At the end of the operation, it was hard to tell if there was anything apart from a few random locusts flying around. “A swarm, 180 sq km in size, entered India on May 22. We destroyed a part of it at Nagaur district. The remaining came here,” said a LWO official. But as soon as sunlight hit the trees, thousands of locusts burst out of the canopies, blinded by chemical sprays yet eager to fly away.

In Uttar Pradesh, the district administration of Jhansi carried out control operations thrice between May 22 and 27.

“LWO officials have been staying in Jhansi since the district was attacked by a swarm,” said Kamal Katihar, deputy director of the district agriculture depar tment. “While we use chlorpyrifos, they handle the highly poisonous Malathion96. Besides, we never had the need for the chemical as this is the first attack in Jhansi after 30 years,” said Katihar.

While in Uttar Pradesh, locusts have invaded two districts, they have spread to 40 of 52 districts in Madhya Pradesh within a week of entering the state. In Hoshangabad district, deputy director of agriculture Jitendra Singh said moong is close to harvest now.
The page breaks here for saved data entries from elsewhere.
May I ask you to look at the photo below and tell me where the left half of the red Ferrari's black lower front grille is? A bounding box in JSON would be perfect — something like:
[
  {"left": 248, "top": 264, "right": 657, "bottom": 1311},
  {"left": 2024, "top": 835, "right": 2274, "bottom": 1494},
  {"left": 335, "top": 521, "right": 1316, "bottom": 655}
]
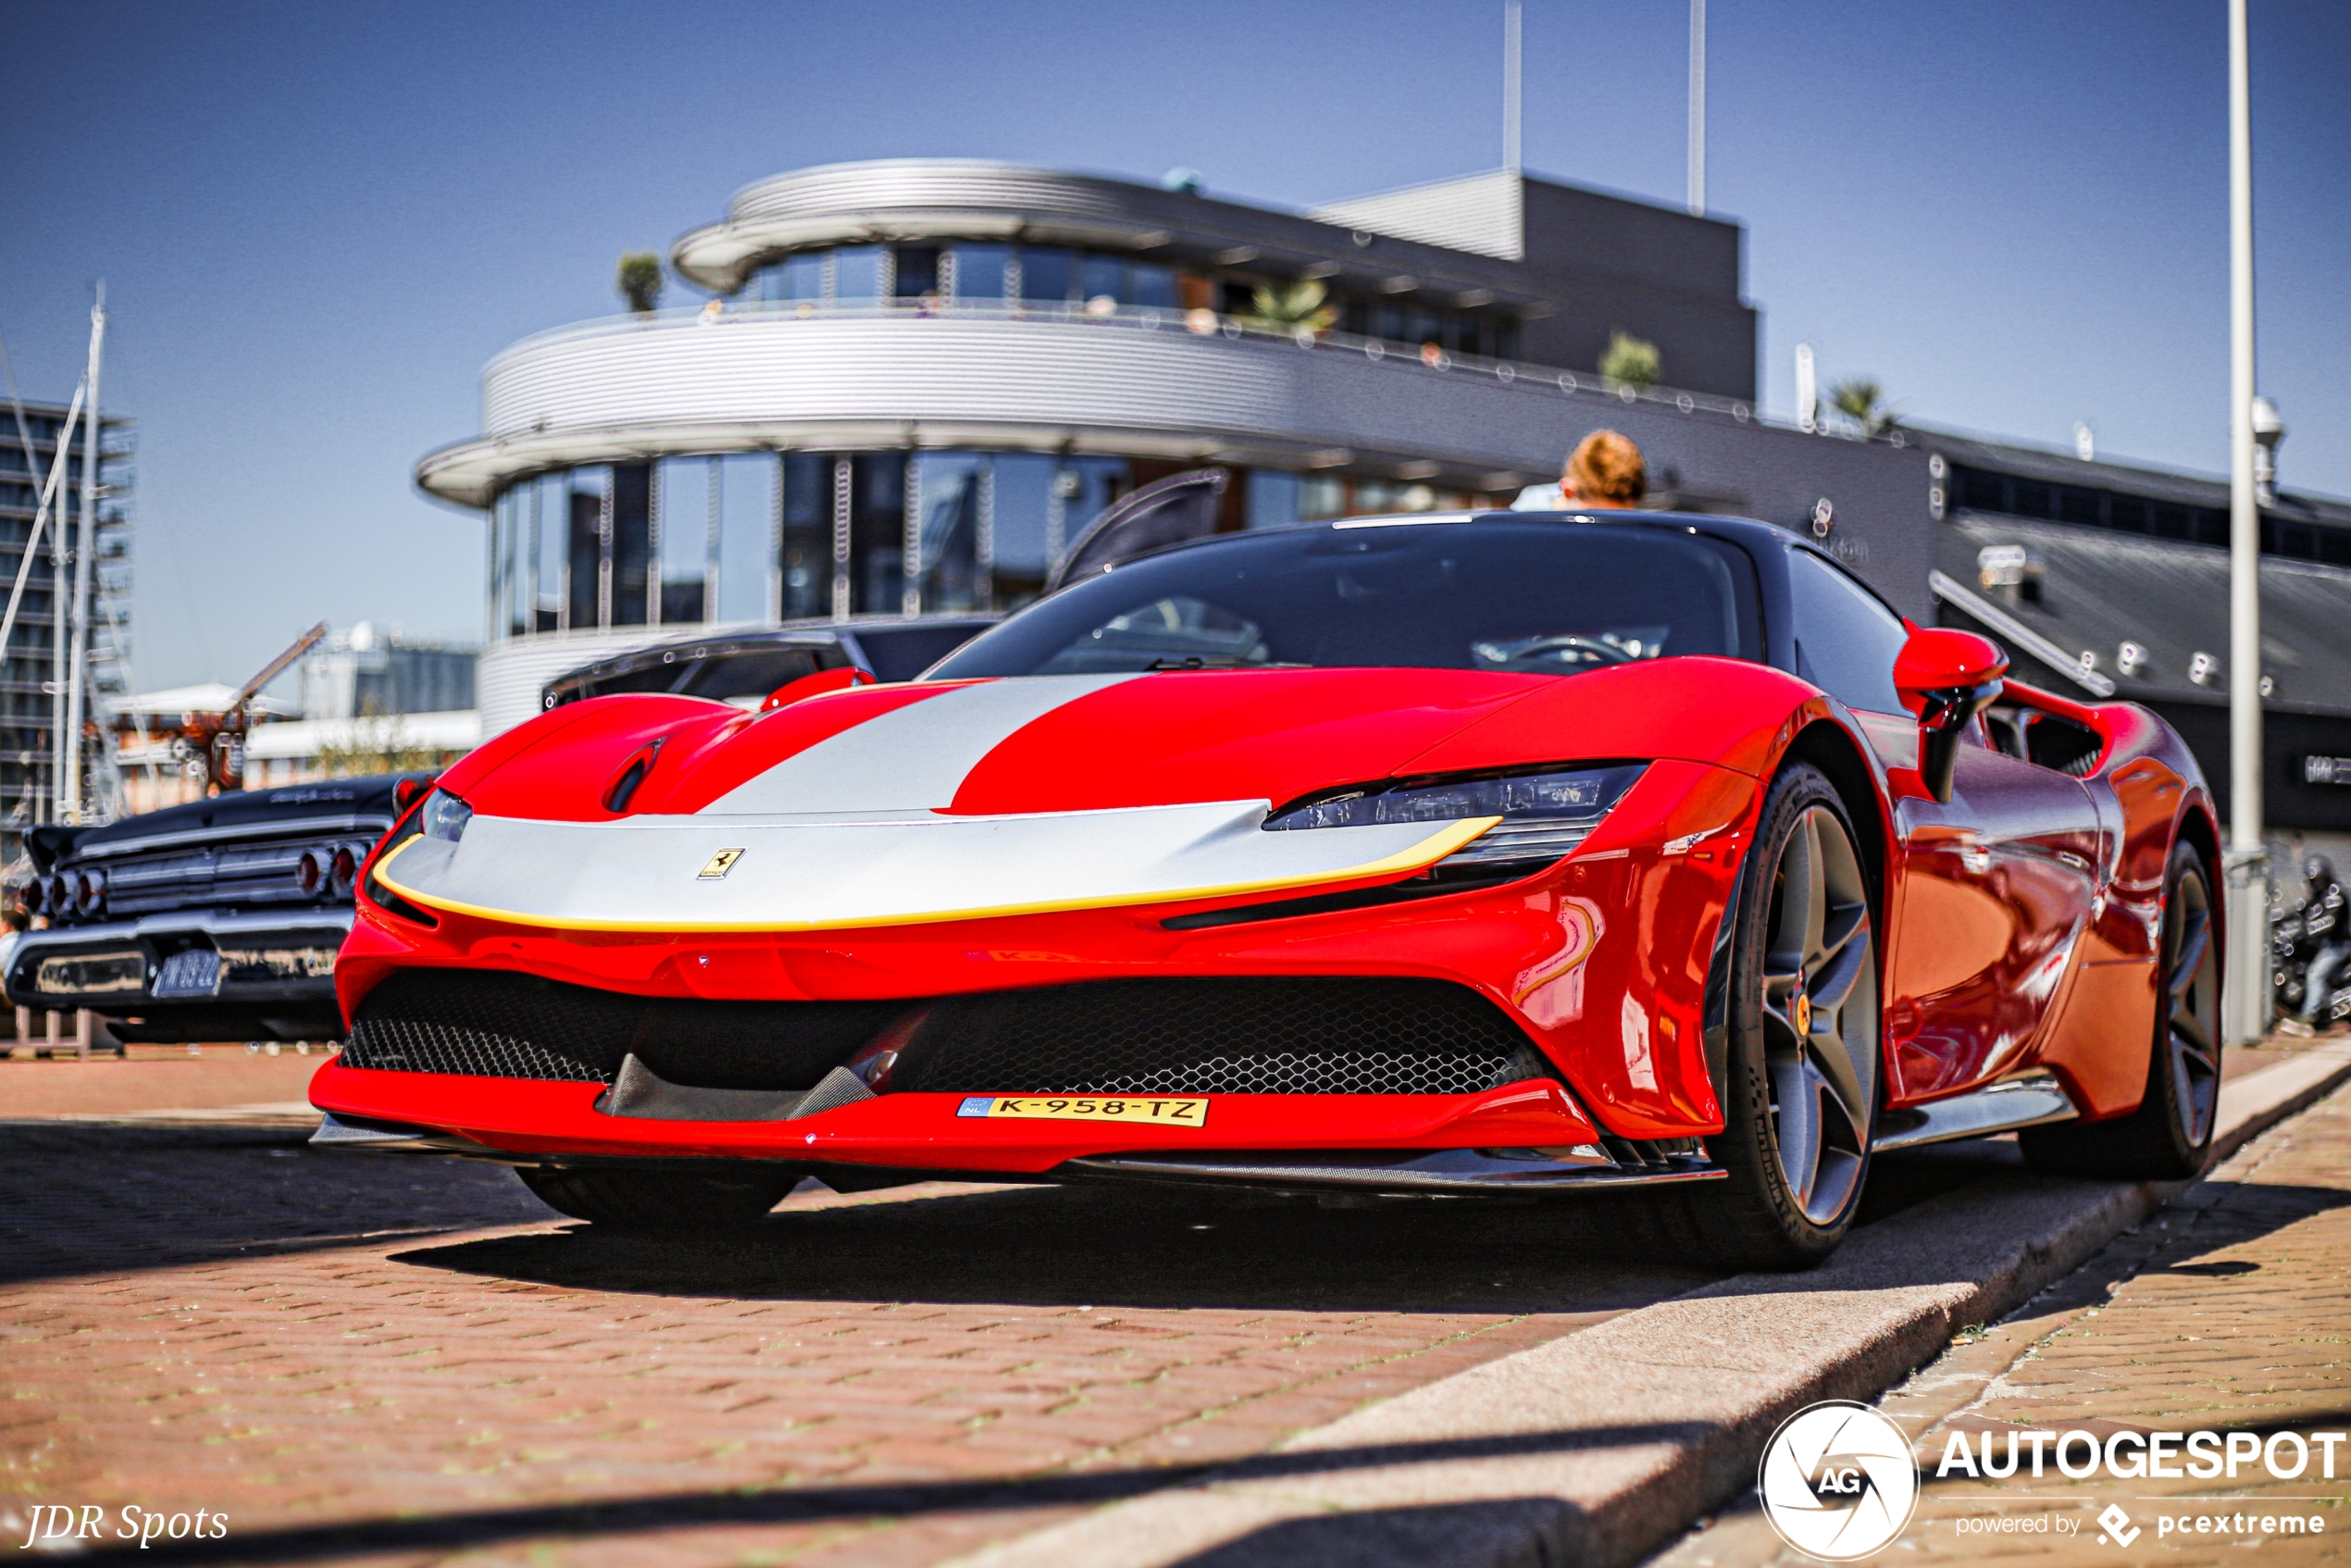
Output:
[{"left": 343, "top": 968, "right": 907, "bottom": 1089}]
“So as soon as the locusts entered the district on May 23, we deployed four fire engines and sprayers mounted on tractors to spray lambda-cyhalothrin early in the morning. Crops in our district have been saved,” he added.

Though the agriculture department claimed it destroyed 40 per cent of the locust population, swarms were active in eight districts, including Bhopal in the first week of June. Some crossed Madhya Pradesh to reach Koriya district, Chhattisgarh on May 31.

As of June 7, locusts had spread to 44 districts in seven states; control works were done on 70,728 ha and, nine states are on high alert for a possible attack. India had never faced a locust attack of such proportion.